Extracellular adenosine generation in the regulation of pro-inflammatory responses and pathogen colonization

Abstract

Adenosine, an immunomodulatory biomolecule, is produced by the ecto-enzymes CD39 (nucleoside triphosphate dephosphorylase) and CD73 (ecto-5'-nucleotidase) by dephosphorylation of extracellular ATP. CD73 is expressed by many cell types during injury, infection and during steady-state conditions. Besides host cells, many bacteria also have CD39-CD73-like machinery, which helps the pathogen subvert the host inflammatory response. The major function for adenosine is anti-inflammatory, and most recent research has focused on adenosine's control of inflammatory mechanisms underlying various autoimmune diseases (e.g., colitis, arthritis). Although adenosine generated through CD73 provides a feedback to control tissue damage mediated by a host immune response, it can also contribute to immunosuppression. Thus, inflammation can be a double-edged sword: it may harm the host but eventually helps by killing the invading pathogen. The role of adenosine in dampening inflammation has been an area of active research, but the relevance of the CD39/CD73-axis and adenosine receptor signaling in host defense against infection has received less attention. Here, we review our recent knowledge regarding CD73 expression during murine Salmonellosis and Helicobacter-induced gastric infection and its role in disease pathogenesis and bacterial persistence.
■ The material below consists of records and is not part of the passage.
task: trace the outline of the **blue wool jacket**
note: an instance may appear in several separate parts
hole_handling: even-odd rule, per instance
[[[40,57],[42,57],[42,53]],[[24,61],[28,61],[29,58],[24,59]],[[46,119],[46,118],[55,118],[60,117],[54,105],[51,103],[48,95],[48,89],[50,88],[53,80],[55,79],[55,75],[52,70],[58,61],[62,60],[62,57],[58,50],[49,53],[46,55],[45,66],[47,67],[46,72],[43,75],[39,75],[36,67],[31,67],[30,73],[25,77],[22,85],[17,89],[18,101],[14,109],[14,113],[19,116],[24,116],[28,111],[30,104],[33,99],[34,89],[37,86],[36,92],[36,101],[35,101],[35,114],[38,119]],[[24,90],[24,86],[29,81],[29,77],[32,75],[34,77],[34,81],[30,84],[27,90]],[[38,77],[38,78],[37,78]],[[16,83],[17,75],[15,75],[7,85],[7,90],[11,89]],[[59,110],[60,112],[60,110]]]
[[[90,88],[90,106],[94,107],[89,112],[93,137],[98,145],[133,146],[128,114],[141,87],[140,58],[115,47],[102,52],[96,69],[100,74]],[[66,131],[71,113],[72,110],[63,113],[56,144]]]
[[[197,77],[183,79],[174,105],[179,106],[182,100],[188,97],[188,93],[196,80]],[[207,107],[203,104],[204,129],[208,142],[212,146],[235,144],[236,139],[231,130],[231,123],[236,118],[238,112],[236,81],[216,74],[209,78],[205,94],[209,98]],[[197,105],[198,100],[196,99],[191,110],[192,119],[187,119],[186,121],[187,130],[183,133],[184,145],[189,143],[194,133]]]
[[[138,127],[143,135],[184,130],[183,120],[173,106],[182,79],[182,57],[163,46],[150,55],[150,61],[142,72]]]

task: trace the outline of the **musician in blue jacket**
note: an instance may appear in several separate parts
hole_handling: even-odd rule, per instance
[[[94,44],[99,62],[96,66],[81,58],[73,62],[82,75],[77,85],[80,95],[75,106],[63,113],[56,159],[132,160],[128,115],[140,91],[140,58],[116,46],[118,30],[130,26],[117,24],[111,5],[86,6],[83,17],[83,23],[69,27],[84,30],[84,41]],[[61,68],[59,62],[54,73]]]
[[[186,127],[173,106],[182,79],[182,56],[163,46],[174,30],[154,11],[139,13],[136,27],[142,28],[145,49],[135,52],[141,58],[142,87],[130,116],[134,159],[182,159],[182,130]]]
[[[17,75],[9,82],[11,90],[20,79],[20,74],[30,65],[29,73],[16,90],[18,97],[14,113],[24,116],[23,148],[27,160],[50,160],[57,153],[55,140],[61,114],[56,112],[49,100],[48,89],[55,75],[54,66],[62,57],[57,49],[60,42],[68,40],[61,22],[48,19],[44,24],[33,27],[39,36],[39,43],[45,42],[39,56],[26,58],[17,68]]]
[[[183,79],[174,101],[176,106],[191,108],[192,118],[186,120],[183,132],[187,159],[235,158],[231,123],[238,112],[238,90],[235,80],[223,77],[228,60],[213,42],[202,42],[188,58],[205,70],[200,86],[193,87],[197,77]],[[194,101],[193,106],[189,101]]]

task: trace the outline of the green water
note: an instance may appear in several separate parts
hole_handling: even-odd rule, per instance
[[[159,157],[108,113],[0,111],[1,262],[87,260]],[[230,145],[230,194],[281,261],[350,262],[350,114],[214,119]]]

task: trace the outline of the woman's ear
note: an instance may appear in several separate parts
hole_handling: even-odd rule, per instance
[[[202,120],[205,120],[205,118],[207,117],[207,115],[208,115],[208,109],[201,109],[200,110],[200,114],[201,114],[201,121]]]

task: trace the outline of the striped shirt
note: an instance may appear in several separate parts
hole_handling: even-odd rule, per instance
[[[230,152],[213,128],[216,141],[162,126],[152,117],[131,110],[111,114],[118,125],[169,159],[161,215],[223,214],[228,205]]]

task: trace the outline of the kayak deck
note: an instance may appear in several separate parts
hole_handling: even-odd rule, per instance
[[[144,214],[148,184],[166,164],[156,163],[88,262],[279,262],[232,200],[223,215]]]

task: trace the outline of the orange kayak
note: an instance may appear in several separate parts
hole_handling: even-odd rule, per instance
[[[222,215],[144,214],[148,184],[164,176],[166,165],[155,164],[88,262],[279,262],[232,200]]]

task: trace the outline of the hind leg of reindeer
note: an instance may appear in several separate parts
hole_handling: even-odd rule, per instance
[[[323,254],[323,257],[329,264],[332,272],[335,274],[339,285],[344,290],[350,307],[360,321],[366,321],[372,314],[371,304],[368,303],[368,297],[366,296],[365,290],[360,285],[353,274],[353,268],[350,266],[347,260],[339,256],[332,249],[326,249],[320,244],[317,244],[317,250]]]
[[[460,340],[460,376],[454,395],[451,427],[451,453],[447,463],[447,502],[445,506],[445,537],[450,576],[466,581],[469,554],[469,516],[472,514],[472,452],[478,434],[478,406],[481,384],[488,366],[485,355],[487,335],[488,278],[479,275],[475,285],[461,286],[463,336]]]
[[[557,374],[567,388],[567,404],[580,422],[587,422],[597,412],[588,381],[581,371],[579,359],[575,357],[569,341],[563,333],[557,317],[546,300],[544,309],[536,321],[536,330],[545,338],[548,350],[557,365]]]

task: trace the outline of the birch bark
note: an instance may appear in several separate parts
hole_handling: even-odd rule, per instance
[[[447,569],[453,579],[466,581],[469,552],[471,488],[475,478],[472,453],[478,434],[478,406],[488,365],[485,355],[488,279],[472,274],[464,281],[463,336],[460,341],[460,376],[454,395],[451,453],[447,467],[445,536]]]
We also explored a possible role for the CD73/adenosine pathway in regulating innate host defense function during infection.

Figure 1

ATP is catabolized by CD39/CD73 expressed in immune cells to generate extracellular adenosine that regulates the outcome of inflammatory response and pathogen persistence during infection. In the normal situation (center), infection-induced immune activation increases the extracellular adenosine level. When immune activation takes place in an adenosine-enriched environment (right side), effector functions of immune cells are insufficient to eliminate pathogens due to poor pro-inflammatory responses; therefore, outgrowth of infectious agents may result. Contrary to this, in the absence or reduced levels of CD39/CD73-Ado (left side), an increased inflammatory response may help the host to clear pathogens. At the same time, uncontrolled activation may lead to collateral tissue destruction. Any unregulated intervention to increase the expression of CD39/CD73 may dampen inflammation and impair immunity to infection.